Thursday, March 29, 2012

Delete doesn''t delete rows, but @@ROWCOUNT says it did

I ran the following query in Query Analyzer on a machine running SQL Server 2000. I'm attempting to delete from a linked server running SQL Server 2005:

DELETE FROM sql2005.production.dbo.products
WHERE vendor='Foo'
AND productId NOT IN
(
SELECT productId FROM sql2000.staging.dbo.fooProductList
)

The status message (and @.@.ROWCOUNT) told me 8 rows were affected, but nothing was actually deleted; when I ran a SELECT with the same criteria as the DELETE, all 8 rows are still there.
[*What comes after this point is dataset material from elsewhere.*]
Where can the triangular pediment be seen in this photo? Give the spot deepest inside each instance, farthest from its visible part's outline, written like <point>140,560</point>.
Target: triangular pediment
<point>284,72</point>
So, once more I tried the DELETE command. This time it told me 7 rows were affected; when I ran the SELECT again, 5 of the rows were still there. Finally, after running this exact same DELETE query 5 times, I was able to remove all 8 rows. Each time it would tell me that a different number of rows had been deleted, and in no case was that number accurate.

I've never seen anything like this before. Neither of the tables involved were undergoing any other changes. There's no replication going on, or anything else that should introduce any delays. And I run queries like this all day, involving every thinkable combination of 2000 and 2005 servers, that don't give me any trouble.

Does anyone have suggestions on what might cause this sort of behavior?
just wondering if any of these options were enable

1- SET ROWCOUNT=1
2- Any Trigger on 2005 tables?
|||

Most likely this effect is due to triggers.